Tuesday, July 21, 2015

State of the Blog, an Update

Whew! It's been a while since I've posted here.  Much of my "reading time" lately has been eaten up by one of my other hobbies - I'm a game master of a couple different role-playing games, most prominently the pulp cult classic, "Call of Cthulhu," now entering it's 7th edition.

I'm pretty pleased to be able to announce that I'm officially registered with Chaosium, the company that produces Call of Cthulhu, as one of their "missionary" game masters - I'll be going to gaming conventions and hopefully at some point game stores and running newbie-friendly games of Call of Cthulhu to showcase the system and bring new players into the fold.

The first show I'll be working as a member of the missionary program will be Pulpfest in Columbus, OH next month.  This is the first year they're adding a gaming track to the show, and when I saw that announcement I immediately emailed them and asked if they could use another person running games.  I actually signed up for that before the revived missionary program was announced, so I've been in the process of updating the adventure I'd planned to run to the latest edition of the rules.  I'm most comfortable with 6th edition rules (which are barely different from 1st, 2nd, 3rd, 4th, 5th editions) but as part of the missionary program I do need to be doing my part to promote the newest incarnation of Chaosium's flagship game.  7th edition makes some interesting updates to the rules, most of them geared towards further streamlining the system.

So I'm signed up to run one adventure at Pulpfest, and then in September I'll be making the trek back to my old stomping grounds in Buffalo, NY for this year's Queen City Conquest, where I'll be running two Call of Cthulhu sessions back to back, the second of which, "The Get of Belial," is based on an unproduced script from the show Kolchak: The Night Stalker.  The first adventure, "Nightmare on the Slopes," draws from a number of B-movies released over the course of about 20 years, from the 1950s through the 1970s.  And that's all I'll say about that, in case someone reading this winds up playing in one of those games.

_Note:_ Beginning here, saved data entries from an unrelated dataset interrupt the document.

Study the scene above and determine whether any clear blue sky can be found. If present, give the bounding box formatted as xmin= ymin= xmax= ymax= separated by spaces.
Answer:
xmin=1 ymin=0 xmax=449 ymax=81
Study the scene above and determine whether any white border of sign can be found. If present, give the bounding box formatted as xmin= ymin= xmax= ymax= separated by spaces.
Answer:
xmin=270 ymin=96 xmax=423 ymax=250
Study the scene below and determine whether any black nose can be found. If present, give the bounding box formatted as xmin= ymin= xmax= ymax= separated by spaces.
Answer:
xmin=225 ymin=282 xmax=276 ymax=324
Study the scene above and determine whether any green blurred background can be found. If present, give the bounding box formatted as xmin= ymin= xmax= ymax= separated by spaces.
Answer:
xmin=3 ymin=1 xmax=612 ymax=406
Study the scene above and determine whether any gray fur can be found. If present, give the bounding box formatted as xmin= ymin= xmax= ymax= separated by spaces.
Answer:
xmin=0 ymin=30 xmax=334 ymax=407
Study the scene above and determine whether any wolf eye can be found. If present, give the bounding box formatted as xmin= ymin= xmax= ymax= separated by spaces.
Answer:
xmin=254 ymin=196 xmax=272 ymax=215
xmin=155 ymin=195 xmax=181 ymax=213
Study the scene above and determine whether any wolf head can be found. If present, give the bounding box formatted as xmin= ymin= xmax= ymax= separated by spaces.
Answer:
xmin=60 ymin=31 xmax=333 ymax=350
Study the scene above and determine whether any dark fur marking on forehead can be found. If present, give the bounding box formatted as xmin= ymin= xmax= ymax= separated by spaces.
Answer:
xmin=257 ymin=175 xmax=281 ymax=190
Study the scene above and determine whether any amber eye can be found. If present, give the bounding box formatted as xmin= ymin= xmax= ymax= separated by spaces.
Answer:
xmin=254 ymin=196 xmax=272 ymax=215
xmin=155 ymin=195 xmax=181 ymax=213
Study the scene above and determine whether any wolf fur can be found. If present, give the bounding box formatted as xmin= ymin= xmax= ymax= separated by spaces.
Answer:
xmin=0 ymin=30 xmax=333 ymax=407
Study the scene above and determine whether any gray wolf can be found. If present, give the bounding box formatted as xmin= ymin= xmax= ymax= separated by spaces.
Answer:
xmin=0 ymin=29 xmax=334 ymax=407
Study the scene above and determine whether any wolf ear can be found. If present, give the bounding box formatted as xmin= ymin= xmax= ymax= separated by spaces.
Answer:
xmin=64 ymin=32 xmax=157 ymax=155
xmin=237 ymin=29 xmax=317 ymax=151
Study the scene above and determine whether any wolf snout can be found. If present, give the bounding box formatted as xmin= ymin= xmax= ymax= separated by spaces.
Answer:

All that having been said, I have been doing a fair amount of reading-reading.  I've finished off both Theodore Roscoe's BETTER THAN BULLETS and Jeffrey Shanker's anthology ZOMBIES FROM THE PULPS.  BETTER THAN BULLETS was the better collection on the whole, though a lot of the stories had a sense of sameness to them - Corday and Co. go someplace isolated, something unusual happens, we get an ironic or "twist" ending that turns the story light-hearted and comedic.  The most extreme example of this occurs in the final story in the collection, in which Corday's good friend, Yankee Bill, not only holds off a howling horde of fanatics single-handedly, but uses the sunlight flashing off the blade of his scimitar to send heliograph signals while he's at it to call for help!

ZOMBIES FROM THE PULPS had some real gems in it, most of which I have in other anthologies in my collection - "Herbert West - Reanimator" from H.P. Lovecraft, "Pigeons from Hell" from Robert E. Howard, "Empire of the Necromancers" from Clark Ashton Smith.  A lot of the stories in here that I'd previously been unfamiliar with were kind of duds, I thought, though I did really enjoy G.H. Hutter's "Salt Is Not For Slaves."  Manly Wade Wellman's tale in here was supremely creepy as well, and a far cry in terms of tone and style from the "Silver John" stories, which are what I primarily know Wellman from.


Last night I started jumping around in a "Cthulhu Mythos Megapack" anthology I downloaded onto my Kindle, reading Frank Belknap Long's classic "The Hounds of Tindalos" and T.E.D. Klein's "The Events at Poroth's Farm."  I'll try to get a post up about them in the next couple days.